Two Comedians from 1966 is an existential tour de force that represents the culmination of Edward Hopper’s career. His final painting, it is a seminal and poignant work that embodies the most important and defining themes of his art. Before it comes to auction in Sotheby's American Art Sale (16 November, New York), discover more about Hopper's dramatic farewell painting.
G iven his lifelong fascination with the theater and film, it is appropriate that Edward Hopper chose the stage as the subject of his final work. In Two Comedians Hopper presents himself and his wife, Jo, onstage, about to take their final bow, before turning to walk into the unknown. Throughout Hopper’s career, Jo, an artist herself, had been both muse and model for her husband, appearing in a number of his paintings.
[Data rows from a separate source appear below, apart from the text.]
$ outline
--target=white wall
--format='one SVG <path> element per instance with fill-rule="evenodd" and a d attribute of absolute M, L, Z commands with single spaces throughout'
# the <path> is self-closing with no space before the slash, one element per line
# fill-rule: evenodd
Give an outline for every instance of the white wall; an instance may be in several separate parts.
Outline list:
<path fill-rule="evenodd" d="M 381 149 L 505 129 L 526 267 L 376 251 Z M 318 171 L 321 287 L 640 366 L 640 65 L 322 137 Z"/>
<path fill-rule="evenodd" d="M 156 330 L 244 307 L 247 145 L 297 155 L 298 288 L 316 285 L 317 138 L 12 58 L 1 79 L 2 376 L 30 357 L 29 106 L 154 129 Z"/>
In this dramatic vignette, the husband and wife hold hands and gesture tenderly to one another, subtly acknowledging the significant role Jo has played both in Hopper's life and his art.
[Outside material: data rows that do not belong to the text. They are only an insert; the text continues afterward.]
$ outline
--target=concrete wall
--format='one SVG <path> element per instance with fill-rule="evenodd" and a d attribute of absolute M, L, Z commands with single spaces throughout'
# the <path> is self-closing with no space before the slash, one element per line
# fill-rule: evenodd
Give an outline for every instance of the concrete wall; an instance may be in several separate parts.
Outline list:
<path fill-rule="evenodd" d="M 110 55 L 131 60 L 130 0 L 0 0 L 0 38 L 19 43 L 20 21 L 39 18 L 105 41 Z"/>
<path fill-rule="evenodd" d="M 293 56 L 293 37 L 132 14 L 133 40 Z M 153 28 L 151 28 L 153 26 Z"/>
From the very beginning of his career, theater appears as an important subject and metaphor in Hopper's oeuvre. Solitary Figure in a Theatre, one of Hopper's earliest known works from circa 1902–4, presents an isolated female figure seated in a empty auditorium. Hopper continuously returned to such imagery throughout his career. He was an avid theater-goer, enjoying everything from puppetry to Shakespeare and Shaw, and for years kept the ticket stubs from the many plays he attended.
In works such as 1939's New York Movie in the collection of the Museum of Modern Art, New York, the theater once again appears overtly. In many other of his paintings, however, Hopper evoked theatrical elements obliquely through stage-like settings and a sense of paused narrative. The appeal of theater was manifold for Hopper; the stage combined elements of artifice and performance with those of anonymity and voyeurism — central themes of Hopper's artistic investigation.
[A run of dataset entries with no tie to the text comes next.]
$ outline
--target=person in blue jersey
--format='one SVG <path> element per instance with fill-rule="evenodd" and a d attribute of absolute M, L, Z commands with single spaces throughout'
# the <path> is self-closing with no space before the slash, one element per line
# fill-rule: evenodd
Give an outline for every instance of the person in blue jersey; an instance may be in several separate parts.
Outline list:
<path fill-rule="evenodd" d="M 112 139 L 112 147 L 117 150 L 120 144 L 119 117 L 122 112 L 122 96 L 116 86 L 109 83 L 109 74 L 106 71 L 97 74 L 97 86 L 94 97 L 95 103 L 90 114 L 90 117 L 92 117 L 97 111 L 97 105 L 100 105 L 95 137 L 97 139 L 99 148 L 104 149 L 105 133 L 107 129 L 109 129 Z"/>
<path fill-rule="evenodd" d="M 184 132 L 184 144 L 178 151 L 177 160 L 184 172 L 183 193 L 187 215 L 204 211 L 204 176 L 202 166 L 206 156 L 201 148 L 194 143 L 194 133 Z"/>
As with theater, Hopper's interest in clowns, or pierrot characters began early in life, while he was studying in Paris and is most notably realized in Soir Bleu from 1914, now in the collection of the Whitney Museum of American Art. In this stage-like scene, the melancholy figure of the clown appears isolated within a crowded café. Hopper felt an affinity with performers, seeing them as fellow outsiders and sharing the loneliness he associated with this existence and indeed, the clown in Soir Bleu bears some similarity to Hopper in build and appearance. In Two Comedians, Hopper makes his reference more directly, presenting himself and his wife as isolated pierrots, cropping the image so as to eliminate the audience altogether. The darkened and empty stage behind them imbues the scene with the sense of mystery and narrative interruption that is characteristic of Hopper at his best.
The sketches for Two Comedians are illustrative of Hopper's rigorous creative process. Throughout his career, he created relatively few oils, instead working through an idea with numerous sketches in order to achieve a composition that accurately distilled the essence of a narrative. Sketches for Two Comedians show that Hopper explored several more complex variations before settling on the final composition. Iterations included the two protagonists sashaying at the back of the theater and Hopper leaping on stage while Jo climbed on to join him. As in In Two Comedians, by stripping away excessive motion and visual elements in his final oils, he was able to create visually arresting and enigmatic compositions that are imbued with tension and manifest the existential angst that accompanies modern life.
In Two Comedians, he masterfully maintains the clarity of his vision, paring away visual distractions to present a starkly moving scene, one that is simultaneously autobiographical and universal as the viewer becomes both the audience and a participant in the Hoppers’ final performance. In this way, the work goes beyond an existential commentary on the role of the artist in society to become a gesture of ultimate parting from the public, manifesting Hopper’s statement that “Great art is the outward expression of an inner life in the artist, and this inner life will result in his personal vision of the world…The inner life of a human being is a vast and varied realm.” 1
1. Reality, no, 1, Spring 1953, p. 8.